I'd disagree with @Leroy01010 here, Scratch does still count as a language, just a very low level and basic one. The transition from Scratch to a commercially viable language however is a big jump.
I've used Scratch as a kid before (I mean who hasn't) and it's a great tool for kids to learn basic syntax and structures of code, but unfortunately things such as
cloud variables are not a thing in the coding world.
Repl.it does not support Scratch, but if you're looking to host servers (Which I'm assuming you're talking about backend, but correct me if I'm wrong) then NodeJS or python is a good start.
@behavingEffort When I'm talking about low level and basic, I am talking about the syntax and the ability to learn the language.
C or assembly is low level in the sense that it is near machine code/is machine code.
Additionally, if you look up
is Scratch a programming language you get this:
Scratch is a block-based visual programming language and website targeted primarily at children to help learn code
@CodeLongAndPros I mean the definition of a programming language is just a language that you can use to give instructions to the machine to produce different outputs, which I think Scratch fits that pretty well..

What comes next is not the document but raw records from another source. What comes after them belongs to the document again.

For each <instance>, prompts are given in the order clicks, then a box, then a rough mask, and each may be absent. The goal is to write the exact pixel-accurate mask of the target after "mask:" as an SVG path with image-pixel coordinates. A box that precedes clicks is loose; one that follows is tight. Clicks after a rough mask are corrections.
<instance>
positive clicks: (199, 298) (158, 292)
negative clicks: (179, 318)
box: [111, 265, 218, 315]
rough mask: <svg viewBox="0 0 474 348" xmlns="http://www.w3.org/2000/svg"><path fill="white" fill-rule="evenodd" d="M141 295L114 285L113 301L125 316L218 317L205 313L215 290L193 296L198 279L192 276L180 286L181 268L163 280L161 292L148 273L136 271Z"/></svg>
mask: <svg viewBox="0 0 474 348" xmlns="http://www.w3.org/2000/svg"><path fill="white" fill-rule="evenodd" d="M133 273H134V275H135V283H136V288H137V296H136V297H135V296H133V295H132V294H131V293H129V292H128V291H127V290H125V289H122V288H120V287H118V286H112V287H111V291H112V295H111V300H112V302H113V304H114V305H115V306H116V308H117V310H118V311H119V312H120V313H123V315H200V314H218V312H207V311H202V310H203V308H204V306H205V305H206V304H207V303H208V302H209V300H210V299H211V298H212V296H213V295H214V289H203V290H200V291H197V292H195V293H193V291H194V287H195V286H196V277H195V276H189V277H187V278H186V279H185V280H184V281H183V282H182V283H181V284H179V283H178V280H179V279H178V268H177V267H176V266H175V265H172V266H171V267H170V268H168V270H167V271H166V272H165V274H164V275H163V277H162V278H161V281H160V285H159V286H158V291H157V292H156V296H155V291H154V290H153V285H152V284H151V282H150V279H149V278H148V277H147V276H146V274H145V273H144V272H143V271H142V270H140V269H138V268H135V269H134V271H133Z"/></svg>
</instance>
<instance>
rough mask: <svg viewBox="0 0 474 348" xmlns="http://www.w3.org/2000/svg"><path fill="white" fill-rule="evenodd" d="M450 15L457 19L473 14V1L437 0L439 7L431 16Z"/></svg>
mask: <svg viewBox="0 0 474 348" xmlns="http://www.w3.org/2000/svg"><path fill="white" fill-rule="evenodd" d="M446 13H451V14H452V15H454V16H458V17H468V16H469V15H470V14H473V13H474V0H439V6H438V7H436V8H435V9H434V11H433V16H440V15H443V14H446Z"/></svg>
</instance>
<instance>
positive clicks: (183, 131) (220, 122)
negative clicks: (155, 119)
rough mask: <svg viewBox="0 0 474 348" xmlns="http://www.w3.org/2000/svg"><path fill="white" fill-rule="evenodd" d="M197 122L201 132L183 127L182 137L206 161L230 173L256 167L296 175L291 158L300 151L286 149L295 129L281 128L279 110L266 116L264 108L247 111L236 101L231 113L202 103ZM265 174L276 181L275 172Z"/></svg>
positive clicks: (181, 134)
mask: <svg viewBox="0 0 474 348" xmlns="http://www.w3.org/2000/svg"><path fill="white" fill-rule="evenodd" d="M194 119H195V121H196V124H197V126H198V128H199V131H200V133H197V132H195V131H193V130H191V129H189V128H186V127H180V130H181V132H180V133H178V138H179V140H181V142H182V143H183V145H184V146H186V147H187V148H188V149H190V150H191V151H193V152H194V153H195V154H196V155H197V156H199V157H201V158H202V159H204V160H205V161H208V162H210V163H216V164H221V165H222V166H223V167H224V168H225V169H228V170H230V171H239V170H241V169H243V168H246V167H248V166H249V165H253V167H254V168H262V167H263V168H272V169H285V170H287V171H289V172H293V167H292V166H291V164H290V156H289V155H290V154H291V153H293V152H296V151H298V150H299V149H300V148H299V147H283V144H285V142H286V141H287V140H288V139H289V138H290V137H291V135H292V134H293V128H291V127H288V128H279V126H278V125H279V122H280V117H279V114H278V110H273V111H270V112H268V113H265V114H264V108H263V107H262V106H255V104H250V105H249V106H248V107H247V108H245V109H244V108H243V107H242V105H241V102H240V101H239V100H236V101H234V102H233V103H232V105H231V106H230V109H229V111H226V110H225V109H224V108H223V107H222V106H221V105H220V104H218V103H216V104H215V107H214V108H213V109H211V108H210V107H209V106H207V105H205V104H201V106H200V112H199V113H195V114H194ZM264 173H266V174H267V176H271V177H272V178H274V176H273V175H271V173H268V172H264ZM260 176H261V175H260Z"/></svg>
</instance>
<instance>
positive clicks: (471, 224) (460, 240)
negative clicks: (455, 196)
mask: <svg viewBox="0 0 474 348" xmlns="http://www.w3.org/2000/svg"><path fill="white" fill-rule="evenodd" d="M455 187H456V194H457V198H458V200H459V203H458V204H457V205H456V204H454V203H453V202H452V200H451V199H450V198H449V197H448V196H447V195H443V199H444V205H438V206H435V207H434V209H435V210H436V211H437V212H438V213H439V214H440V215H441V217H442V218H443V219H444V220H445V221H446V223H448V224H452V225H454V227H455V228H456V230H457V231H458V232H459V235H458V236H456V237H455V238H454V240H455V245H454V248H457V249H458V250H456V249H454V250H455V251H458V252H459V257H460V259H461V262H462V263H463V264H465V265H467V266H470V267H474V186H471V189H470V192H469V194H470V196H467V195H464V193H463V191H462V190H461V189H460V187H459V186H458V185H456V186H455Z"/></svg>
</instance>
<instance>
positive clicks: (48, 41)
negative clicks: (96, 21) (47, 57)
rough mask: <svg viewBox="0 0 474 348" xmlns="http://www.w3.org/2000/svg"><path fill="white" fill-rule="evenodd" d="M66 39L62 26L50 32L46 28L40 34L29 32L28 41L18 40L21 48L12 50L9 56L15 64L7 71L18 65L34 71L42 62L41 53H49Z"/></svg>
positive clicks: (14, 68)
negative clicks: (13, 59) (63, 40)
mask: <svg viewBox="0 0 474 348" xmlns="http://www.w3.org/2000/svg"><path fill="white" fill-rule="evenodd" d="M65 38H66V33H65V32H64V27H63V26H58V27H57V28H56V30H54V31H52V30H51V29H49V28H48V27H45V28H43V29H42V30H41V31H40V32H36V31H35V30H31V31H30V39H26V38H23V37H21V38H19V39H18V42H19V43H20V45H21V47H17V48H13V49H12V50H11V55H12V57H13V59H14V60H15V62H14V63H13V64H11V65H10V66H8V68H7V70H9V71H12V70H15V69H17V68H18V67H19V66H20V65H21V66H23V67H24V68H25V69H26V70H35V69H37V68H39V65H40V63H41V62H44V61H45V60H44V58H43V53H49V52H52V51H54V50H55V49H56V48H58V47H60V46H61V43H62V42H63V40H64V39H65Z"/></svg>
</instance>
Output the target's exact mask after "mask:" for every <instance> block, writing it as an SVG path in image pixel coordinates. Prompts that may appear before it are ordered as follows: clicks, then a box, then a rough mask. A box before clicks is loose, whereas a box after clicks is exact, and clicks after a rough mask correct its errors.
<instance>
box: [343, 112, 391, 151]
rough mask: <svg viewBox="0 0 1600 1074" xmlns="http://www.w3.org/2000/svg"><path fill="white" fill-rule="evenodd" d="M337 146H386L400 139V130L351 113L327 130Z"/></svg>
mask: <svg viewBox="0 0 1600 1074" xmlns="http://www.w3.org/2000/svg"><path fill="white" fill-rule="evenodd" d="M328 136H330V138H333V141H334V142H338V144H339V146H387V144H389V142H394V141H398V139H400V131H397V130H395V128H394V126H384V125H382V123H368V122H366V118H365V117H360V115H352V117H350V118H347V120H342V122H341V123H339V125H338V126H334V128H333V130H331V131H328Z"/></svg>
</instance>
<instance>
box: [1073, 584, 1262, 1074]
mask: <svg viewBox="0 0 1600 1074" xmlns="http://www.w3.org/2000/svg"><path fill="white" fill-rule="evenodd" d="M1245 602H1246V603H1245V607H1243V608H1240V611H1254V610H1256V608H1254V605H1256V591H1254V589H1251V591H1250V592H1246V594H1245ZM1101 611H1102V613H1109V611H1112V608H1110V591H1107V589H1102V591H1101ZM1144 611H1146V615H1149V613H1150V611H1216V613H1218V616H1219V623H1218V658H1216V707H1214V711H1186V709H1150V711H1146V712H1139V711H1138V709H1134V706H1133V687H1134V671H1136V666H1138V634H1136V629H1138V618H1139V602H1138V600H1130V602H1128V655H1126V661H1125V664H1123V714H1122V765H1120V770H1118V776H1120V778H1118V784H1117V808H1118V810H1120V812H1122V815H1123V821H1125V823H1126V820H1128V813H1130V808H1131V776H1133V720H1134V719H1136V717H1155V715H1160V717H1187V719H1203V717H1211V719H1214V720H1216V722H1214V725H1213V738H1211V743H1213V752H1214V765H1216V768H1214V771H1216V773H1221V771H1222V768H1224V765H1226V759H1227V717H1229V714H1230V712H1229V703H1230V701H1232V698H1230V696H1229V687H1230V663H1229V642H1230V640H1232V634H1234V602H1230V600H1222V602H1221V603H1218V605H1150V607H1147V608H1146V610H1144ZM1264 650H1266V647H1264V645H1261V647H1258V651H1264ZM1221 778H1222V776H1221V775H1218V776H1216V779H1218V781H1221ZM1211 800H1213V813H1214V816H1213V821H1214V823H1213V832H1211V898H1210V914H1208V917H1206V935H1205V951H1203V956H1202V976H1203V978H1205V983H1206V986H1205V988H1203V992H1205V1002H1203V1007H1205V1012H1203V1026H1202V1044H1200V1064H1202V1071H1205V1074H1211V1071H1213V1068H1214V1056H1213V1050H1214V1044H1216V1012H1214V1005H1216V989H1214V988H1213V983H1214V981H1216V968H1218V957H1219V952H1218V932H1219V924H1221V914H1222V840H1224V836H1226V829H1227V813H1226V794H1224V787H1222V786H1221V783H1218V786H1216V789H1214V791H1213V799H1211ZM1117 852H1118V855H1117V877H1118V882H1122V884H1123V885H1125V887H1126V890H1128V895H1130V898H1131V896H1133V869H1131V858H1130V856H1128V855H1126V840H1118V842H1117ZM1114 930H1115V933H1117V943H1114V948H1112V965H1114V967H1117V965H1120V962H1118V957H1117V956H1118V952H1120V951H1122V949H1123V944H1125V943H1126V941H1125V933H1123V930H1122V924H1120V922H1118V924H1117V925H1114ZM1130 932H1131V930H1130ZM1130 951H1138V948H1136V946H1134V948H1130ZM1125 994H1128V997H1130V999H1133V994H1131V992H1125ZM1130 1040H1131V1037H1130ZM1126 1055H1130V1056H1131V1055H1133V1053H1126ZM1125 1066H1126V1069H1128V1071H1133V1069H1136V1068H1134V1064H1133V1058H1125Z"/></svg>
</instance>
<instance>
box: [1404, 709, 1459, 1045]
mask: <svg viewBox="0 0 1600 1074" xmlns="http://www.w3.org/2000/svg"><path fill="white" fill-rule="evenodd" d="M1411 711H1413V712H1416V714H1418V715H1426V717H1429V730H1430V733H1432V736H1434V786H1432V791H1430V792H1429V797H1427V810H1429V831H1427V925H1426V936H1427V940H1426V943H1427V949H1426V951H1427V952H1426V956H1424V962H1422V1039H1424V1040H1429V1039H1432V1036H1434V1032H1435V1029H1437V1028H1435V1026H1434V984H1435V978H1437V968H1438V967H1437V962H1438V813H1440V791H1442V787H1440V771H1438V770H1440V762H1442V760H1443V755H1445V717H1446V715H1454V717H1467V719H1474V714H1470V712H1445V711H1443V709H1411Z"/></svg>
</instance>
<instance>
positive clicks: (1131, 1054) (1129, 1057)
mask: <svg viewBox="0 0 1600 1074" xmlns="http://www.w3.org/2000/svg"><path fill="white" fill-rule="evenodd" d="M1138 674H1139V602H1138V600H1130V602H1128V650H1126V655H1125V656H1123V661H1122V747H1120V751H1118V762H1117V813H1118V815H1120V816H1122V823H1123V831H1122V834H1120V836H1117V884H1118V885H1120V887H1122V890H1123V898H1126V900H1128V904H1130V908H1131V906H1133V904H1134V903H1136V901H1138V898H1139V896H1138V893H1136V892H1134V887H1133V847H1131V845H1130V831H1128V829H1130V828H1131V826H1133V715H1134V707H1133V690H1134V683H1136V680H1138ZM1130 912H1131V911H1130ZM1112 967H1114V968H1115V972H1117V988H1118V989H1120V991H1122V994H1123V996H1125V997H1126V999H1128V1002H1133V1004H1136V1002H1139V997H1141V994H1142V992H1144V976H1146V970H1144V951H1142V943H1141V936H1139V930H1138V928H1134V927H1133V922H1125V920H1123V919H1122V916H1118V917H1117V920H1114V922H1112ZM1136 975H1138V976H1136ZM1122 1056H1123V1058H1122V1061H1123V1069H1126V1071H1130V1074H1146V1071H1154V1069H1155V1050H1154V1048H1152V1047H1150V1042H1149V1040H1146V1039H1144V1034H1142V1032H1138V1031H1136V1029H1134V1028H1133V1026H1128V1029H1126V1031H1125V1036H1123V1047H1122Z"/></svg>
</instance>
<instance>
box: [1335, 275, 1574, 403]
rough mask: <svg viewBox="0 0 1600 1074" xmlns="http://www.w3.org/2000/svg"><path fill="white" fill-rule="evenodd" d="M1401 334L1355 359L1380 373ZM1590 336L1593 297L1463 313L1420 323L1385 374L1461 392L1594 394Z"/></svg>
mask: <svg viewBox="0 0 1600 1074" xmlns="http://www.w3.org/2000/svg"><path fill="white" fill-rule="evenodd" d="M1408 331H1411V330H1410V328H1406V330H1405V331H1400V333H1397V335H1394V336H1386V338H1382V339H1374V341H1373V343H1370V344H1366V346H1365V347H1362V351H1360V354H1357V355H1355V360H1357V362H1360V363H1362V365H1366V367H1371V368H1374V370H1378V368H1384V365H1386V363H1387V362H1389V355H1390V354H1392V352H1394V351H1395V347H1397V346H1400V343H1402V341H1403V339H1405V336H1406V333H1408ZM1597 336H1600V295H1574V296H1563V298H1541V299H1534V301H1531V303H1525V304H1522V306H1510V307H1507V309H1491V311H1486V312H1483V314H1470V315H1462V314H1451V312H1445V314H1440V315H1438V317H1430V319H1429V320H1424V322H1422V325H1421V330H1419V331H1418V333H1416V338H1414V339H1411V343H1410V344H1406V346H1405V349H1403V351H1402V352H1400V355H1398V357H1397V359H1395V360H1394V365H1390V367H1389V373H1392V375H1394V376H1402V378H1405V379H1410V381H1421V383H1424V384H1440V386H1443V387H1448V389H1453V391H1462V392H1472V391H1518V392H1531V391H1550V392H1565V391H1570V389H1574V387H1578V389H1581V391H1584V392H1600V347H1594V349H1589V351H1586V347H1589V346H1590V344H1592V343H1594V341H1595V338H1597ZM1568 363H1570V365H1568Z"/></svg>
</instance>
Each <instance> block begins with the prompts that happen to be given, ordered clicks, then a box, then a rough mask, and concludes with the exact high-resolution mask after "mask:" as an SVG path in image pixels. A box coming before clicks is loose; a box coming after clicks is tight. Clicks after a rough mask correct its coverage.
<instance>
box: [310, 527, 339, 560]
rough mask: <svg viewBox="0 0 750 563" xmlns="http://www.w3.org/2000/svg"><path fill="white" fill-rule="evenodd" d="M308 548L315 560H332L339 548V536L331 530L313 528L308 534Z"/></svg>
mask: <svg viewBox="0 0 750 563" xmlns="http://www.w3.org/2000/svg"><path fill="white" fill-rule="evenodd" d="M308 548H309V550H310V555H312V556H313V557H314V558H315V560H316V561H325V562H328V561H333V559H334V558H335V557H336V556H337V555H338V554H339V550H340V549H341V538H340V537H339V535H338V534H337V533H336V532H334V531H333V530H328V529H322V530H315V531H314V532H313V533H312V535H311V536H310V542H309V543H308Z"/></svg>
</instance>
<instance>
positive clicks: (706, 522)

(For example BrainF is a language and it doesn't have any types)
Also not sure what you mean by TC
@CodeLongAndPros You can't return a value in BrainF either. I'm pretty sure returning a value isn't required for it to be a programming language.
Scratch is just very simplified that's all, it has all the main components such as variables, arrays/list, functions.
Besides, googling this shows that everyone is on the common consensus that Scratch is a programming language.